The OP is not sampling high enough to visibly see a carrier. From inspection of the graph, it appears the time spacing is only 1 ns which corresponds to a sampling rate of 1 GHz. To visibly see the carrier cycles at 6 GHz, the sampling rate needs to be sufficiently greater than twice the highest frequency based on how many samples per 6 GHz cycle is desired to be able to see visually; for example if we want 10 samples for every cycle, the sampling rate would need to be 60 GHz or a time interval spacing of 16.67 ps.
Technical details:
This is for visual aesthetic only. In practice, we would not need 60 GHz to directly sample an actual waveform that is at a 6 GHz carrier with 500 MHz BW, nor would we need to sample anywhere near as high as the carrier itself. To meet Nyquist, the minimum sampling rate is 2x the highest bandwidth (I assume this is close to 500 MHz in this case but I don't know if the bandwidth given is one-sided or two-sided and what the actual roll-off factor is for the RC shape), plus additional margin for realizable filtering (typically at least 20% to 30% more but is traded with filter complexity) so in practice if the analog input bandwidth to the Analog to Digital Converter was high enough, we could directly sample a modulated signal at an analog 6 GHz carrier with a much lower sampling rate. This is referred to as "undersampling".

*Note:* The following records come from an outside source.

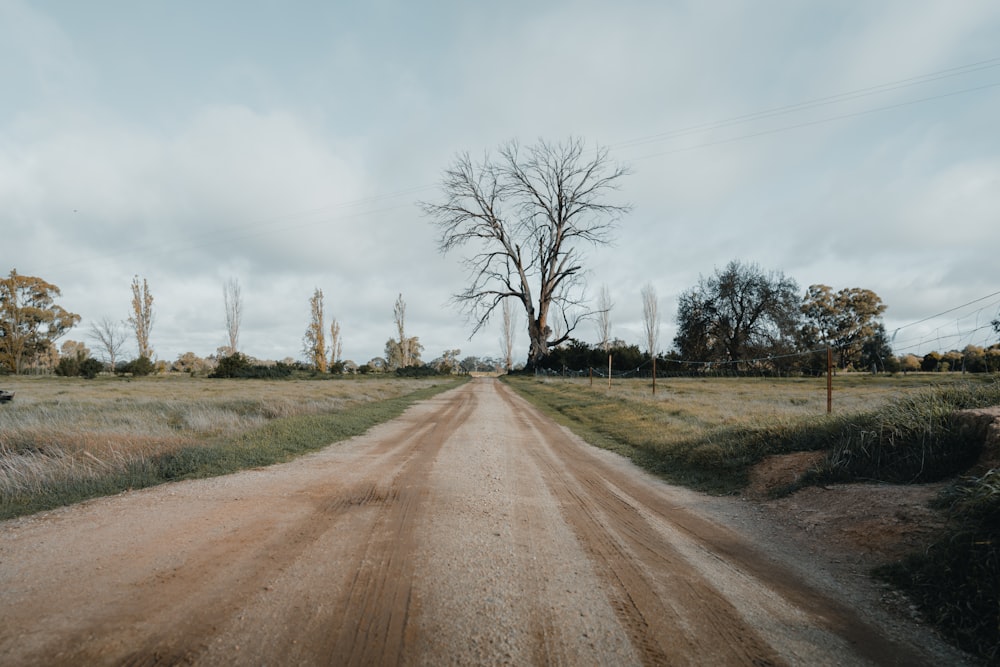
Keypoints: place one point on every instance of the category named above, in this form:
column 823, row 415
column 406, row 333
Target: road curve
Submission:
column 471, row 530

When simulating modulated waveforms, it rarely makes any practical sense to simulate the actual carrier (unless we want it for a pretty picture or other similar use). Any modelling we would do can equivalently be done at a complex baseband (using "I" as in-phase and "Q" as quadrature components). For purpose of simulation, it doesn't matter what the actual carrier frequency is, we can model any channel and components at carrier frequency =0 (complex baseband).